Une rumeur selon laquelle il aurait violé sa fille
Et « les violeurs sont très mal vus en détention, ils sont le bas de l’échelle, des boucs émissaires », assure un gardien de prison. Souvent placés en isolement ou dans des quartiers précis pour les protéger, les « pointeurs » effleurent les murs et évitent les balades pour se faire oublier. Mais en prison, tout se sait vite, notamment les CV et dossiers des autres détenus. Lorsque le secret est démasqué, le quotidien des « pointeurs » devient alors un enfer, ponctué d’insultes, de menaces, d’attaques et d’injures de la part des autres détenus.
Lorsque Jorge D. apprend que son codétenu aurait violé sa propre fille, il lui demande d’expliquer les raisons de son incarcération. “C’est pour une autre raison”, répond le quinquagénaire. Les menaces et les brimades commencent alors, Jorge D. promettant à son colocataire de le « mettre en PLS » et de lui donner « une raclée ». Se sentant menacé, le détenu alerte les gardiens et demande à changer de cellule. En vain.

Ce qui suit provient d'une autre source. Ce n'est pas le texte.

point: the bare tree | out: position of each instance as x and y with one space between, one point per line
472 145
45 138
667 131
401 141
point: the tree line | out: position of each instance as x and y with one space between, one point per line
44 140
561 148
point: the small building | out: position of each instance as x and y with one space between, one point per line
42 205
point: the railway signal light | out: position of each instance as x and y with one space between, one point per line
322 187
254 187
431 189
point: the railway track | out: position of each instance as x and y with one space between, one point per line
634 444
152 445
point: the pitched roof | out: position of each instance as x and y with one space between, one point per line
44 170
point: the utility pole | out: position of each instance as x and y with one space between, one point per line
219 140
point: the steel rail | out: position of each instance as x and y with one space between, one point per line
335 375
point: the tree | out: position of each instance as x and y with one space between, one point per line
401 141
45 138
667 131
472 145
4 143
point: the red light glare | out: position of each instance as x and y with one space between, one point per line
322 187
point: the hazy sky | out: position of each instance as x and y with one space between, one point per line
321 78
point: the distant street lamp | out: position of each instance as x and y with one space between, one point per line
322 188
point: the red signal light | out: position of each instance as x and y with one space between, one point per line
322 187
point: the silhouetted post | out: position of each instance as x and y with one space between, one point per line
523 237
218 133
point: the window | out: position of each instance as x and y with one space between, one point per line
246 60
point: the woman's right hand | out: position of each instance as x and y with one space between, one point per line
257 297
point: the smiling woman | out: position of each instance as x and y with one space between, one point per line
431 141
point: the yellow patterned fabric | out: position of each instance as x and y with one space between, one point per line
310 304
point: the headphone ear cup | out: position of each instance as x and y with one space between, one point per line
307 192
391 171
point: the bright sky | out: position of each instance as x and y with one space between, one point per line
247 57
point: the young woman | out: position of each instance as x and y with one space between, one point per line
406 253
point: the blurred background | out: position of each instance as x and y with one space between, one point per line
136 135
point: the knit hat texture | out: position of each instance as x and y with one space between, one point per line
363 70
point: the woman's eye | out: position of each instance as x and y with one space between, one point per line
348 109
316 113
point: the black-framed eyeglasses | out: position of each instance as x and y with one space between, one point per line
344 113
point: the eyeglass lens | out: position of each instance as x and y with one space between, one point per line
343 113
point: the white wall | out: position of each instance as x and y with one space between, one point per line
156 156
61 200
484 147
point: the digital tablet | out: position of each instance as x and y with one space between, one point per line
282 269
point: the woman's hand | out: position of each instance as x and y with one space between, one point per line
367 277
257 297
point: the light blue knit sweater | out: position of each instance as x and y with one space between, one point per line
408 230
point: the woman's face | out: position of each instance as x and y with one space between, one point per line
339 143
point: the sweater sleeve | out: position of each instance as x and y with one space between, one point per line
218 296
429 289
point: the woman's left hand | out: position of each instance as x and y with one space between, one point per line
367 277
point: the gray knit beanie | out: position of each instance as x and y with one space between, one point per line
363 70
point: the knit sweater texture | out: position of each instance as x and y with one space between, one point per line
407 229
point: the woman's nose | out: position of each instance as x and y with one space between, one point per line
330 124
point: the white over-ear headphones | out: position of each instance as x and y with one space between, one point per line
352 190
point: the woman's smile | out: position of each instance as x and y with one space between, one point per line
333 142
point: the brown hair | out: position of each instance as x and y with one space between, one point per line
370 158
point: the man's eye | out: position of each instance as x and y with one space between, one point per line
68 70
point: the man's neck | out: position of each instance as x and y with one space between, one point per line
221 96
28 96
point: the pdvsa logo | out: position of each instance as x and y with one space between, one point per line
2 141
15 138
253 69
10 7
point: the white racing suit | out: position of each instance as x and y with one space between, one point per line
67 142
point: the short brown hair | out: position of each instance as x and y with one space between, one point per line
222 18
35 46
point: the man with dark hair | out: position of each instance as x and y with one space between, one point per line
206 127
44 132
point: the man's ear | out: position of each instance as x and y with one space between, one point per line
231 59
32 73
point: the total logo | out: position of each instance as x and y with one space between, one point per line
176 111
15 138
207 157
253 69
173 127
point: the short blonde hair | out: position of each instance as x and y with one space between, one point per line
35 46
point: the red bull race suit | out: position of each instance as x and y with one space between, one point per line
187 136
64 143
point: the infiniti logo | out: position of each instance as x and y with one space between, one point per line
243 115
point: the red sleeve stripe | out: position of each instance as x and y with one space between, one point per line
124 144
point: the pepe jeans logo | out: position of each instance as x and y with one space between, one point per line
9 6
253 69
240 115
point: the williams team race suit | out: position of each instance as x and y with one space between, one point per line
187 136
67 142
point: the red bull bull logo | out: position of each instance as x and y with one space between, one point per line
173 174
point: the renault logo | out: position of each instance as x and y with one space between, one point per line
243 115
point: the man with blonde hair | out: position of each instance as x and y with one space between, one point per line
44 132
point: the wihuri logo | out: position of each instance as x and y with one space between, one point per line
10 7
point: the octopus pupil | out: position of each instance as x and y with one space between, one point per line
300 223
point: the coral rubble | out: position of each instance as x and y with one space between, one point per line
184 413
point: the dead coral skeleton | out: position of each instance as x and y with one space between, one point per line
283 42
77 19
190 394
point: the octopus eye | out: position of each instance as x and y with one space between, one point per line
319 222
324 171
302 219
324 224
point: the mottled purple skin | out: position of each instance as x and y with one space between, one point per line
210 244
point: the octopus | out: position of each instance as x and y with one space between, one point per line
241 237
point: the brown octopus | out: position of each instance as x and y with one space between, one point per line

Une brosse coincée dans l’anus
Au centre pénitentiaire de Vezin, les insultes et les humiliations se multiplient, la victime étant contrainte de dormir sur un matelas à même le sol et de faire la vaisselle de ses codétenus. Jusqu’à ce soir du 7 au 8 avril où la violence s’est encore envenimée, virant à l’horreur. Selon le récit du président de la cour d’assises, la victime a d’abord été frappée et tirée par les cheveux. Mis à genoux et retenu de force par François M., le quinquagénaire a ensuite été contraint de boire l’urine de Jorge D. qui venait de faire ses besoins dans un récipient en plastique. La tête appuyée au sol et un genou derrière le dos, il sentit alors son boxer descendre avant d’apercevoir un frôlement et de ressentir une douleur atroce et une brûlure au niveau de l’anus.
Les examens réalisés le lendemain à l’hôpital ont révélé “des lésions compatibles avec l’introduction d’un objet dans le rectum” avec quinze jours d’ITT pour la victime. Quatre traces d’ADN ont également été retrouvées sur la brosse sans qu’elles puissent être utilisées par les enquêteurs. Interrogés par l’administration pénitentiaire après cet « incident », les deux codétenus ont nié les faits. En garde à vue, Jorge D. n’a pas caché sa haine des « pointeurs », du « gaspillage » selon lui. Tout en clamant son innocence, assurant que la victime avait elle-même inséré la brosse dans son anus.
Les autres détenus « n’ont rien entendu »
Une version que les deux prévenus ont maintenue à la barre ce mercredi. « Il ne s’est strictement rien passé, il s’est fait ça tout seul », témoigne François M. « Et pour quelles raisons à votre avis ? », demande le président de la cour d’assises. “Je ne sais pas pourquoi il a fait ça”, répond Jorge D., qui tout au long de l’enquête a dénigré la victime, “un sale pointeur qui dit des bêtises”.
À l’intérieur de la prison, les auditions des prisonniers détenus dans les cellules voisines n’ont pas non plus permis d’y voir plus clair. « Personne n’a rien entendu et quatre détenus ont même refusé de sortir de leur cellule », témoigne le gendarmerie qui a mené l’enquête, évoquant sans le nommer le silence qui règne dans les prisons. «J’ai vu des sourires narquois chez certaines personnes», dit-il. Même s’ils avaient entendu quelque chose, ils n’auraient rien obtenu. »
Le procès des deux prévenus se poursuit jusqu’à vendredi devant la cour d’assises d’Ille-et-Vilaine. François M., toujours incarcéré, encourt vingt ans de réclusion criminelle. Jorge D. apparaît pour sa part gratuite. Mais reconnu récidiviste, il risque la double peine.